Megatron Memory Estimation:

# User request:
"Estimate memory for DeepSeek-V3 with TP=8, PP=4, EP=8"

# Claude loads megatron-memory-estimator skill and provides:
# - Detailed memory breakdown (model, optimizer, activations)
# - Comparison across different parallelism strategies
# - Memory optimization recommendations
# - Hardware configuration suggestions

SLIME RL Training Setup:

# User request:
"Help me set up GRPO training for Qwen3-4B with multi-turn tool calling"

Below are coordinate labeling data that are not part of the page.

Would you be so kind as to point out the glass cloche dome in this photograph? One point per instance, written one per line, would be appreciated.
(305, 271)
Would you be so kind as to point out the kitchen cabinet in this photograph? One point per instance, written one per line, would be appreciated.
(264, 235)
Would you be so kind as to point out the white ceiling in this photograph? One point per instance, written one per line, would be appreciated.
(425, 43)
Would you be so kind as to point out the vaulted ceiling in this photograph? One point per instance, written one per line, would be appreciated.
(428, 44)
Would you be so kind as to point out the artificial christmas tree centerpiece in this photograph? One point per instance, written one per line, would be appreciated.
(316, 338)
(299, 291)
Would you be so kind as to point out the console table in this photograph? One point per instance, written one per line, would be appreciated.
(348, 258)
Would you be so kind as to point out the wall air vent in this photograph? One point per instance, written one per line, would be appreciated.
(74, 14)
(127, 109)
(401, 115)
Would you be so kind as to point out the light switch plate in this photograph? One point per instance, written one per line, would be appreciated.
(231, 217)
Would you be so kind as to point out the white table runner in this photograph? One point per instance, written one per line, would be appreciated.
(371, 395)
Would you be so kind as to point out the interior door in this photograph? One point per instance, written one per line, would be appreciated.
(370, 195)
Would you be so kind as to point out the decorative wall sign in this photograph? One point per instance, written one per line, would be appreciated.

# Claude loads slime-user skill and provides:
# - Environment setup instructions
# - Custom generation function for tool calling
# - Training script configuration
# - Multi-node scaling guidance

Development

Testing Skills

Validate code examples in skills:

# Run all tests from project root
pytest

# Run tests for specific skill
pytest tests/tilelang-developer/

# Run specific test file
pytest tests/tilelang-developer/test_gemm.py

Updating Skills

When frameworks release major updates:

  1. Update skill source files (SKILL.md, references/) with latest information
  2. Run validation tests to ensure examples are correct
  3. Commit and tag new version

Quality Standards

All skills must meet these criteria:

  • Accurate: Code examples must be tested and correct
  • Concise: Follow progressive disclosure (SKILL.md < 500 lines)
  • Complete: Include workflow, API reference, examples, and debugging
  • Current: Based on latest stable framework version
  • Clear: Explicit triggers in description for automatic activation

Contributing

Skill Requests

Open an issue with:

  • Framework/tool name
  • Use cases and scenarios
  • Link to official documentation

Skill Improvements

  1. Fork the repository
  2. Update skill source files
  3. Run validation tests
  4. Submit PR with changelog

Roadmap

  • [x] TileLang developer skill
  • [x] Megatron memory estimator skill
  • [x] SLIME user skill
  • [ ] SGLang developer skill
  • [ ] vLLM developer skill
  • [ ] Automated testing pipeline
  • [ ] Documentation update monitoring
  • [ ] Skill versioning system

Resources

License

Skills are provided as-is for development purposes. Generated code follows the license terms of the underlying frameworks.


Note: This is a specialized repository for AI infrastructure developers. Skills contain advanced technical content and assume familiarity with GPU programming, compiler design, and deep learning systems.